Otra vez, listo, maestro. Cada vez se iba complicando más la cosa.

Empaqué en la maleta los dos kilos de maíz y las tres bolsas de lombrices que compré para darle de a una a los gallitos y que no fueran a pelearse por comida. Al fin y al cabo, como cualquier trabajador, necesitaban proteína para su dieta. Recogí los gallos, y le resté a mi equipaje para que no me pusieran problemas de peso en el aeropuerto.

Fuimos citados al Olaya Herrera. Llevaron las maletas a las bodegas de los aviones. Cosa particular, viajamos en la aerolínea Aerocóndor, un nombre divertido. Digamos que los gallos iban en familia. El primer tramo fue Medellín-Bogotá. Mi mareo fue premonitorio de la tensión por responsabilizarme de los benditos gallos y las alimenticias de las lombrices. Ese avión empezó a chapalear en el camino. Fue una cosa terrible, yo pensaba en los gallos que estaban amarrados, pero nunca me imaginé que esos pobres animales iban a tener semejante tratamiento. Seguimos Bogotá-Barranquilla y llegamos a las dos de la tarde. Entonces cambiamos de avión, “tienen la fortuna de inaugurar los nuevos aviones tipo Electra para viajar de Colombia a Miami, son combinados turbo hélice”. Jairo Aníbal comentó que si en el experimento los aviones se caían, por lo menos los únicos que podrían volar serían los gallos. Todos muertos de la risa, éramos veintiuno. Estamos hablando de las tres de la tarde, o sea, esos pobres gallos no habían comido nada de la dieta recomendada ni habían salido de sus cajas.
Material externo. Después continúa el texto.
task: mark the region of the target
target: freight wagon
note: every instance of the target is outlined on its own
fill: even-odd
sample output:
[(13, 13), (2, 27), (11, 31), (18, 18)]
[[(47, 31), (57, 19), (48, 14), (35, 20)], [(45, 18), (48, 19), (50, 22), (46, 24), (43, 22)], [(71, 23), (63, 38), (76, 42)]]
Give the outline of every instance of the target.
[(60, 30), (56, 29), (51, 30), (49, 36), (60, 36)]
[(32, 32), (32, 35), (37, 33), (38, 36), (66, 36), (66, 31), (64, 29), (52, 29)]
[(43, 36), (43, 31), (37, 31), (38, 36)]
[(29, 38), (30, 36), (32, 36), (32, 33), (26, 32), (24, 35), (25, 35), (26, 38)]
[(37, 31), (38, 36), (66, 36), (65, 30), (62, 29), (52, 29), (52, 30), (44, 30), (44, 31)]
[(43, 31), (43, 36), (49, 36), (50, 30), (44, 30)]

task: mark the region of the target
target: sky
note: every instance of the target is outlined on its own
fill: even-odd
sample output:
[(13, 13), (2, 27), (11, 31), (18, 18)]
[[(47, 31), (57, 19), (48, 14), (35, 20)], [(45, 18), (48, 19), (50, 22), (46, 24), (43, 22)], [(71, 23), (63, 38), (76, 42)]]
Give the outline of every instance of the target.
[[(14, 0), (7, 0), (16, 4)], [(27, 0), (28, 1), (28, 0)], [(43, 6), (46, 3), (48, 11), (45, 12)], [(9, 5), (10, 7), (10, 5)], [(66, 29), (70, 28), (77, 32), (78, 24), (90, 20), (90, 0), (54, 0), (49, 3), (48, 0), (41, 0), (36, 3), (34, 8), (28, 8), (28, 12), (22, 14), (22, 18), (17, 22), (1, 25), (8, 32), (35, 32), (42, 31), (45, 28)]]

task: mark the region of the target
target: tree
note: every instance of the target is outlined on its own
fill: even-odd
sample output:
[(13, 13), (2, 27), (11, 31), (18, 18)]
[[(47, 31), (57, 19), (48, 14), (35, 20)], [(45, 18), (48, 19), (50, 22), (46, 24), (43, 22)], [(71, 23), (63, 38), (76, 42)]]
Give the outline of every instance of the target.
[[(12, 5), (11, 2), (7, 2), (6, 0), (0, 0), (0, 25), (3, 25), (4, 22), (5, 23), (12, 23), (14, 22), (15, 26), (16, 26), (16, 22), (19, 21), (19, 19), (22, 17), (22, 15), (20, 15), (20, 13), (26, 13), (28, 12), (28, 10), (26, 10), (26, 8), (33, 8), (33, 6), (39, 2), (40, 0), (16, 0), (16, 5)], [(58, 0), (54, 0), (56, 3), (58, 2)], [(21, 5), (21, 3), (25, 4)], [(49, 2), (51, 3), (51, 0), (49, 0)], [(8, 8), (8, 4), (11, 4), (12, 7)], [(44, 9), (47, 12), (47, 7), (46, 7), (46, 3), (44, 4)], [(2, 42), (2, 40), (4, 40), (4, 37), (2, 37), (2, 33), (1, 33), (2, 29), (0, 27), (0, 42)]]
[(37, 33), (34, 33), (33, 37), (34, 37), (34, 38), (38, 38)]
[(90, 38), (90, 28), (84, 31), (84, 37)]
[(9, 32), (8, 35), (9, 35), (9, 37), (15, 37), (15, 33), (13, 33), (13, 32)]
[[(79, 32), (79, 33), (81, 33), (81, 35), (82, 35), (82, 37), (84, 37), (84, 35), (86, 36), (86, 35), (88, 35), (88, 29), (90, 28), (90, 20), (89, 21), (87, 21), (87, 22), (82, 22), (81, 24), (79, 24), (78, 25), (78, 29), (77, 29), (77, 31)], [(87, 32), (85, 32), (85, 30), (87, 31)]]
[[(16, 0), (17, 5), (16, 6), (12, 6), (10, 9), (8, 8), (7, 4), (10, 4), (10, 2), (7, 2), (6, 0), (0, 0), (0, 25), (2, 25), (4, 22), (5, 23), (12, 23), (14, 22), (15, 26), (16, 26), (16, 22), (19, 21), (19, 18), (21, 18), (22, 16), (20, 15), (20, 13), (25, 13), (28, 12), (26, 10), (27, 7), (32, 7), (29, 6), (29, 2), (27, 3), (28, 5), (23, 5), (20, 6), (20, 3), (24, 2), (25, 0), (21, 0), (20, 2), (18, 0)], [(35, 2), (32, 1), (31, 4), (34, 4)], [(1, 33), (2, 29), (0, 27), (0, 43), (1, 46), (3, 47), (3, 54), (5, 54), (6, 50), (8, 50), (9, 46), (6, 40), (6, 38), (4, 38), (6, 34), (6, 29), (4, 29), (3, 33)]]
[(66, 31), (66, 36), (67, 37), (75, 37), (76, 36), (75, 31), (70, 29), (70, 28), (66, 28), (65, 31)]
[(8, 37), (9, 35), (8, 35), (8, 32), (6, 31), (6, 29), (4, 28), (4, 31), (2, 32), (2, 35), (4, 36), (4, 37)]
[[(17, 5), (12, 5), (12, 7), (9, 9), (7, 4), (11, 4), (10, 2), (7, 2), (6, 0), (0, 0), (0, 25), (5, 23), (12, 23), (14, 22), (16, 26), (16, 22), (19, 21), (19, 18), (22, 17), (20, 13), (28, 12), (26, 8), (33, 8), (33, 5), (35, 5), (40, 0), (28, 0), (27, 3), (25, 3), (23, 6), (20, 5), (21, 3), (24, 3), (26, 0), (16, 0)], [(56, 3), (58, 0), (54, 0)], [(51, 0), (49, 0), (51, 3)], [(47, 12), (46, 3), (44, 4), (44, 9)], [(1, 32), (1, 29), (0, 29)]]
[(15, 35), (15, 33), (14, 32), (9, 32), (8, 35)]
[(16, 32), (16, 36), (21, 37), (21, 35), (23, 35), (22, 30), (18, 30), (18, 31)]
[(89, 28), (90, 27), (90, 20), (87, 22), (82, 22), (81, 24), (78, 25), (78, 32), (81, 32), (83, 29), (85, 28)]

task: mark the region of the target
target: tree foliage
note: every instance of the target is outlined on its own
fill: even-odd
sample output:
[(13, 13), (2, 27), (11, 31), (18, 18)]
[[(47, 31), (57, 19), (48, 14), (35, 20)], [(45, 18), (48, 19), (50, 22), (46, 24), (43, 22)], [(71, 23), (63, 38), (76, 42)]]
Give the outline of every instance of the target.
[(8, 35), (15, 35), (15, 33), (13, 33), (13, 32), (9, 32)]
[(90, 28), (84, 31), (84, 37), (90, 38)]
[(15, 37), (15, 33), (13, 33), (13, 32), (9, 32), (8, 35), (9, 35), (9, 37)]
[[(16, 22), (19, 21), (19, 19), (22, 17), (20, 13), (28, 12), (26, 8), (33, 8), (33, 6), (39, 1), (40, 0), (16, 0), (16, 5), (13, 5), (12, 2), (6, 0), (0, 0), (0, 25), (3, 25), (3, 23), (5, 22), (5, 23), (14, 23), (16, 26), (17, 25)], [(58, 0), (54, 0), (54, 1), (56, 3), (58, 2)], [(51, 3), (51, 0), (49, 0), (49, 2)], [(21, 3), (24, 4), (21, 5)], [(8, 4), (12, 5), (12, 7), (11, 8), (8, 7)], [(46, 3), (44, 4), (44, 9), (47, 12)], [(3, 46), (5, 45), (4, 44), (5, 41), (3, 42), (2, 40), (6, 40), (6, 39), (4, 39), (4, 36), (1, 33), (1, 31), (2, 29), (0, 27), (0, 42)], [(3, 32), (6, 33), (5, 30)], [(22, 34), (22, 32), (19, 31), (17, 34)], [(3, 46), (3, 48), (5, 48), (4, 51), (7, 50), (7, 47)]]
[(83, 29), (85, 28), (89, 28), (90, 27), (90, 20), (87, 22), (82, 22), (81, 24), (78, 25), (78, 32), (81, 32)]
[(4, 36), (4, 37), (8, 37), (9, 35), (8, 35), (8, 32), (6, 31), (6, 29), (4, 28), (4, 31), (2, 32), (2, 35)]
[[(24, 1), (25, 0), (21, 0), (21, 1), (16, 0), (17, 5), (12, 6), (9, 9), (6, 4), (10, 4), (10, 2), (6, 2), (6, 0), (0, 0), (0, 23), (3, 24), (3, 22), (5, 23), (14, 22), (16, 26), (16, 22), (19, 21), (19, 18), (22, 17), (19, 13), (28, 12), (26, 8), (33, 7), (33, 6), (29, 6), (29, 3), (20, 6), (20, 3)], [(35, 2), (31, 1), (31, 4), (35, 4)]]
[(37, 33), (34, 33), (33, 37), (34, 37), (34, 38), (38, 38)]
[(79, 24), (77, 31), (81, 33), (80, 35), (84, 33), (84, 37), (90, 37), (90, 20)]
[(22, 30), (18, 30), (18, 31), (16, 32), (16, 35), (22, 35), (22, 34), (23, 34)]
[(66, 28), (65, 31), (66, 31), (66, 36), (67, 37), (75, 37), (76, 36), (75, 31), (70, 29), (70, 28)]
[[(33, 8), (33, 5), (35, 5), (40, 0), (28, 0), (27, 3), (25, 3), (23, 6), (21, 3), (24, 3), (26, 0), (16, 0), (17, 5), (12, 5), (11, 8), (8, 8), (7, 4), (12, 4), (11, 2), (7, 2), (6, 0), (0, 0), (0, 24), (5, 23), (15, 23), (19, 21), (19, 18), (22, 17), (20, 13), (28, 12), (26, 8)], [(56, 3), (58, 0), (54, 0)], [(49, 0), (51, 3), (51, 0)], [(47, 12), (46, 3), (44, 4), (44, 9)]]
Cuando llegamos a Miami ya había oscurecido. Era marzo y no había empezado la primavera. En Miami llegamos al sitio de equipaje y venían las tres cajitas ahí por la banda, zarandeándose, cuando uno de los guardias del aeropuerto preguntó: “¿Y esto qué es?”, pues se extrañó de la forma de las cajas. El tipo las sacó de la banda y yo dije: “Birds”, mostré el certificado. El tipo abrió la caja y, sin mirar el papel, se tomó la cabeza. “Esto hay que eliminarlo ya”, me tradujo uno de los compañeros. Había que desaparecer a los birds. ¡Ningún animal salvaje ni muerto ni vivo, ningún vegetal puede ingresar a los Estados Unidos sin permiso de las autoridades sanitarias! Era una medida absoluta. O sea, era una imprevisión de la embajada, de Jairo, de nosotros y la aerolínea. ¿Por qué Aerocóndor permitía transportar los hijueputas gallos? Tuve que contarle que yo no solo llevaba los gallos, sino tres paquetes de lombrices vivas y maíz pira para su alimentación, el hombre se cogió la cabeza. “¿Cómo así? ¿Dónde están las lombrices?”. Cuando vio mi maleta, el hombre comenzó a gritar, llamó por radio, vino más policía y llegaron dos bomberos con un horno en la mano. Teníamos en el viaje un compañero que hace rato no lo veo, un judío de Armenia llamado Morris Móberman, mono como un gringo y nació hablando inglés.

—Morris, qué está gritando ese señor.

—Pues está diciendo que ustedes están locos, que cómo van a traer maíz y lombrices, que toca que sacrificar esos gallos inmediatamente en los hornos. ¿Por qué no me contaste?

—¡Yo qué iba a saber! Hombre, ¿será quemar el maíz? ¿O las lombrices? ¿Pero los gallos? Pregúntales.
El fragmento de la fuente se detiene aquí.